I have been looking for results in in Rudin's Principles of Mathematical Analysis that could be of use to prove this and found that theorem $6.15$ (p.130)
If $a<c<b$, f is bounded on [a,b], f is continuous at c and $\alpha(x)=I(x-c)$ then $\int_{a}^{b}fd\alpha=f(c)$
seem to cover one of the directions (although I could be proved wrong). The other, $f \in \mathcal{R}(\alpha)$, continuous to elude me. Help!
Suppose $f$ is continuous at $c$ with $\alpha$ as given.
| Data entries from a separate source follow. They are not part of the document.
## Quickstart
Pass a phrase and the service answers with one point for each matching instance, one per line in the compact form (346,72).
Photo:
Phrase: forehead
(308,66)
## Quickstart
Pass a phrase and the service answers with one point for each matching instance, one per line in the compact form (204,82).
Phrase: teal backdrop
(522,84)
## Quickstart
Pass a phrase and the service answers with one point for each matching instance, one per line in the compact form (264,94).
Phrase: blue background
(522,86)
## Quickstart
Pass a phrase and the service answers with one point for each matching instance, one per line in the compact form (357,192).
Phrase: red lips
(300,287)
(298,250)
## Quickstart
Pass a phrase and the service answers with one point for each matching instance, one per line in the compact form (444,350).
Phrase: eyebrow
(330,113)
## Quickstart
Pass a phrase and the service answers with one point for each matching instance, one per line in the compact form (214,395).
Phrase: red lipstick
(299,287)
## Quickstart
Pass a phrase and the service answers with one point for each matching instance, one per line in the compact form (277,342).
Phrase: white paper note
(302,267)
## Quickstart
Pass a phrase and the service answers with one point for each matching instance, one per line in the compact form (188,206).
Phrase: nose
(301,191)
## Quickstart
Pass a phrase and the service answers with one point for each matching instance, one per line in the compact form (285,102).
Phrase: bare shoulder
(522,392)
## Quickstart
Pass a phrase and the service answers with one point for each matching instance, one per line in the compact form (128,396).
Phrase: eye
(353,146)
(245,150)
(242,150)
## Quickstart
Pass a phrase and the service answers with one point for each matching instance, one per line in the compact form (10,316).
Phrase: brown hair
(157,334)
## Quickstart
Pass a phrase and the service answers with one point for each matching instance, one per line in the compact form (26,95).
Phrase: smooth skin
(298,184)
Then for every $\epsilon > 0$ there exists $\delta > 0$ such that $|f(x)-f(c)| < \epsilon$ when $|x-c| < \delta$.
Let $P$ be a partition of $[a,b]$ with $||P||< \delta$. We have some subinterval of $P$ such that $c \in [x_{j-1},x_j)$.
Note that
$$S(P,f,\alpha) = \sum_{i=1,i\neq j}^{n}f(\xi_i)[\alpha(x_i)-\alpha(x_{i-1})]+f(\xi_j)[\alpha(x_j)-\alpha(x_{j-1})]$$
The first sum on the RHS vanishes since $[\alpha(x_i)-\alpha(x_{i-1})] = 0$ if $i \neq j$.
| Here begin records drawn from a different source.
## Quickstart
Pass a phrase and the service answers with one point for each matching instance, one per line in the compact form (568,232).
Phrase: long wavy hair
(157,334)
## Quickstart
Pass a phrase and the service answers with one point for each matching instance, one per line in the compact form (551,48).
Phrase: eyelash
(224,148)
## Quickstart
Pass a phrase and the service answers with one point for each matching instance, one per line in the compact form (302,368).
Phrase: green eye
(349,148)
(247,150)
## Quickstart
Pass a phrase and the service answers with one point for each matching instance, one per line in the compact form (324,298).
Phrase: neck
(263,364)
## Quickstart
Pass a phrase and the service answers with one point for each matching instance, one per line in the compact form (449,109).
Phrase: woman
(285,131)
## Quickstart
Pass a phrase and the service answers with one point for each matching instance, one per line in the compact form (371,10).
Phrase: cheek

We have $\xi_j,c \in [x_{j-1},x_j]$ and $|\xi_j-c| \leq ||P|| < \delta.$ Hence,
$$|S(P,f,\alpha) -f(c)|= |f(\xi_j)-f(c)| < \epsilon$$
Thus $f \in \mathcal{R}(\alpha)$ with
$$\int_a^bfd\alpha = f(c).$$
Here is the proof of the converse.
Suppose $f \in \mathcal{R}(\alpha)$ with $\alpha$ as given and
$$\int_a^bfd\alpha = f(c).$$
Then for every $\epsilon > 0$ there exists a partition $P_\epsilon$ such that if $P$ is any refinement and $S(P,f,\alpha)$ is any Riemann-Stieltjes sum then
$$|S(P,f,\alpha)- f(c)|< \epsilon.$$
We have some subinterval of $P$ such that $c \in [x_{j-1},x_j)$. Moreover any $\xi \in [x_{j-1},x_j]$ can be a tag of the Riemann-Stieltjes sum.
Note that
$$S(P,f,\alpha) = \sum_{i=1,i\neq j}^{n}f(\xi_i)[\alpha(x_i)-\alpha(x_{i-1})]+f(\xi)[\alpha(x_j)-\alpha(x_{j-1})].$$
The first sum on the RHS vanishes since $[\alpha(x_i)-\alpha(x_{i-1})] = 0$ if $i \neq j$.
Hence,
$$|S(P,f,\alpha) -f(c)|= |f(\xi)-f(c)| < \epsilon$$
Thus, for any $x$ such that $|x-c| < ||P||$ we have $|f(x)-f(c)|< \epsilon$.